Earlier this year, the documentary was fully premiered at Sundance Film Festival, an opportunity that was seized for some filmgoers to watch the most recent version of Simpson’s case, which was labeled by most as a masterpiece.
For some critics, Edelman has shown an entirely different perspective of what has been so far written in books, newspapers, and displayed on screens. The documentary deals, of course, with one of the most controversial angles of the trial: racism.
Nevertheless, in Edelman’s story, there are some aspects that are just familiar with smaller groups in American society and the director aimed to unveil them. Such is the case of the U.S. stigmatization of domestic violence, racism in American sports, the celebrity cult of Los Angeles and its possible influence in the trail concerned with tabloids and economic issues. However, the most important angles are the ones linked to the national morality that was “recovered” after several centuries of racial injustice.
Therefore, O.J.: Made in America documentary, presents a clearer picture of a trial that became a massive socio-political concern and by the time it occurred, there was key information that was unknown to most.
The five, two-hour episodes, have been chronologically divided to portray Simpson’s life and American flaws, starting from the very first days of his career as a football player until his conviction in 2008.
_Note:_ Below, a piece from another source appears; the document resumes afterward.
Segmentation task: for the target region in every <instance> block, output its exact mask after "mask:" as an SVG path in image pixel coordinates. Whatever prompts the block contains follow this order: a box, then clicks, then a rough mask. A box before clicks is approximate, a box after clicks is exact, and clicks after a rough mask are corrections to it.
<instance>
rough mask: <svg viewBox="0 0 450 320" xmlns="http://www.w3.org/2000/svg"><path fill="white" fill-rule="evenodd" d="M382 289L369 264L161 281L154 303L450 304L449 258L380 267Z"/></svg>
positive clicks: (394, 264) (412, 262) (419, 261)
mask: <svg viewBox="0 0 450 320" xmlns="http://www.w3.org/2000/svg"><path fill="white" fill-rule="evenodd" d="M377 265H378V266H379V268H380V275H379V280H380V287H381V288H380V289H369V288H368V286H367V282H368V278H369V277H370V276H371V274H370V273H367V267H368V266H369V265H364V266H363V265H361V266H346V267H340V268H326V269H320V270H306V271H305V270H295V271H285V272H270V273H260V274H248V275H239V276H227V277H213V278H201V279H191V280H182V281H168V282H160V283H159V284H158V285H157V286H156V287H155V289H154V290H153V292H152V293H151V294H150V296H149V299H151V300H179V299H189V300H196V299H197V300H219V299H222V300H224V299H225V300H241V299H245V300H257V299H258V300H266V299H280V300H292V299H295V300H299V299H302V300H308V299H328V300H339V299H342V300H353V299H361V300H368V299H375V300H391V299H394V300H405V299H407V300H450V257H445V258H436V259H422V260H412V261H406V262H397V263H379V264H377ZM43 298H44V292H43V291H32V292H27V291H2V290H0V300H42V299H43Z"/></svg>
The trial carried out in 1994, seemed to have been influenced by many factors. During the early part of the 90’s, Los Angeles witnessed racial riots and social turbulences. By the time Simpson was accused of murdering his wife, Nicole Brown and his friend, Ronald Goldman, the trial was a social spotlight considering the implications a possible conviction could carry out at that time. Other factors were linked to social affection, chauvinist perceptions, celebrity, among others.
The first episode of the documentary aims to display how many Americans were supporting Simpson’s not just because of his race, but also because of his remarkable athletic exploits in the playground during the 60’s.
During the second episode, Edelman showed how racial tension boiled over the early 90’s with the 1992 racial riots in Los Angeles. The main issue for the subsequent accusation of Simpsons in 1994.
The third episode displays Simpson’s arrest and some details about the victims were presented. The beginning of the trail was also presented during this episode, as well as all witnesses and evidence provided by both parts and how some of what seemed to incriminate Simpson did not “fit” (as the bloody glove) in some cases. At this point, Simpson’s story became a little bit more controversial when people realized that being famous might get people away from prison.
On the last two episodes, there is a socio-cultural reflection of the U.S. by the time the trial took place. Former versions of the story showed only the process of the trial and the fate of all those who played a role in the case. ESPN’s version goes deeper concerned with the unknown levels this crime story reached.